It’s been said that there are three types of sea kayakers: coasters who like hugging the shoreline, crossers who like exposed jumps to offshore islands and circumnavigators who like to make it all the way around. For a May warm-up paddle before our family’s July trip to the Bowron Lakes, we wanted a route that combined all three elements. Thormanby Island was an easy pick. We could hug the coast to Buccaneer Bay, complete a crossing to Jedediah Island, and circumnavigate North and South Thormanby Islands all in the same trip. The kids were sure to love the spectacular white sand beach at Buccaneer Bay. We’d have a trial run for all our gear, improve our paddling skills, and finish the trip with smiles on our faces and ice cream on the way home!
I knew Julee would be up for the challenge. Already an experienced kayaker before we started dating, twenty years ago she had joined me for an “epic” paddling adventure from Bella Bella to Tofino. The trip had been 600-km with all the zig zags to find campsites and drinking water along the way. We had started the trip as boyfriend-girlfriend, wanting to see if we had what it took to become husband and wife. We did, and I have been counting my blessings ever since.
I knew that I too would be up for the challenge. As the strongest in the family, I planned to paddle from the rear seat of our red double kayak with my youngest son Ryden, aged 9, in front. Together we would carry our heaviest gear and most of our drinking water. My oldest son, Peter, 19, should have no problems keeping up in our red Feathercraft skin-over-frame single kayak. My biggest worry was Julee and my middle son Jamen, age 11. They would have the lightest load and be in the fastest double kayak – a yellow Passat G3 rented from MEC that we would be renting again for the Bowron Lakes. But they’d never done an extended paddling trip together. Could they handle Thormanby and the Bowron Lakes? Only one way to find out!
Day 1 – Buccaneer Bay Marine Park (Grassy Point)

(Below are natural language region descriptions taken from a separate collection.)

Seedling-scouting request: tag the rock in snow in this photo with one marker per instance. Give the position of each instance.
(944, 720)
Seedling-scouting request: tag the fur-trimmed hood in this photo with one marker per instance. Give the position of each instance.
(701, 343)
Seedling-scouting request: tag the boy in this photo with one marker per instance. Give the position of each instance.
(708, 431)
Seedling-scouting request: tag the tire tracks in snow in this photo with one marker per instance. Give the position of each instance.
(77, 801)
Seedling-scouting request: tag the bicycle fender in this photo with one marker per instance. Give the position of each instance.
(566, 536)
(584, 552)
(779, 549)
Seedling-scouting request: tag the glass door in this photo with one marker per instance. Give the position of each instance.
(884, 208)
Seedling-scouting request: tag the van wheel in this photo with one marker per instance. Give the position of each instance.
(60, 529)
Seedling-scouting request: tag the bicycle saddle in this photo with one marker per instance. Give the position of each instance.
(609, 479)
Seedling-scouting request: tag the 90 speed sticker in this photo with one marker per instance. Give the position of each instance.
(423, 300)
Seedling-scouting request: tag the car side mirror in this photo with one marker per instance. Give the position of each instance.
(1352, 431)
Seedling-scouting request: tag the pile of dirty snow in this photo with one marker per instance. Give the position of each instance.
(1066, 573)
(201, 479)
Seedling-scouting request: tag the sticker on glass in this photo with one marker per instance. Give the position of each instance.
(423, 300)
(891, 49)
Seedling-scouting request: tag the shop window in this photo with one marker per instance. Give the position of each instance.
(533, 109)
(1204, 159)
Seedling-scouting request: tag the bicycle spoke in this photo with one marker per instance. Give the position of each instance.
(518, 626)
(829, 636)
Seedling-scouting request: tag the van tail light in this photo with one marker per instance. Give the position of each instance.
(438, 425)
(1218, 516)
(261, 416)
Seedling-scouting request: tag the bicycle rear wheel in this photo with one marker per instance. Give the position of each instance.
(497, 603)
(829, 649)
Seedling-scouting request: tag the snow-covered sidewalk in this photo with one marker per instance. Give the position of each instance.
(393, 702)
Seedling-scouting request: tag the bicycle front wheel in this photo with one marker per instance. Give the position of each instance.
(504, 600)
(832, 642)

We leave Vancouver early in the morning. A scenic 45-minute ferry from Horseshoe Bay to Langdale and a 40-minute drive up the Sunshine Coast take us to our launch site at Coopers Green. Everyone pitches in carrying the kayaks and all of our gear from the minivan down to the gravel beach. It takes nearly two hours to assemble the Feathercraft, store our mountain of stuff sacks inside the kayaks, have lunch, apply sunscreen, adjust everyone’s footrests, then pull out the stuff sacks again to look for someone’s missing sunglasses. I feel myself getting more and more impatient as the time drags on but decide to take a deep breath and chill. Family trips just take longer, I tell myself. We’ll have to be faster for the Bowron Lakes, but there’s no point spoiling the mood for everyone by getting grumpy today.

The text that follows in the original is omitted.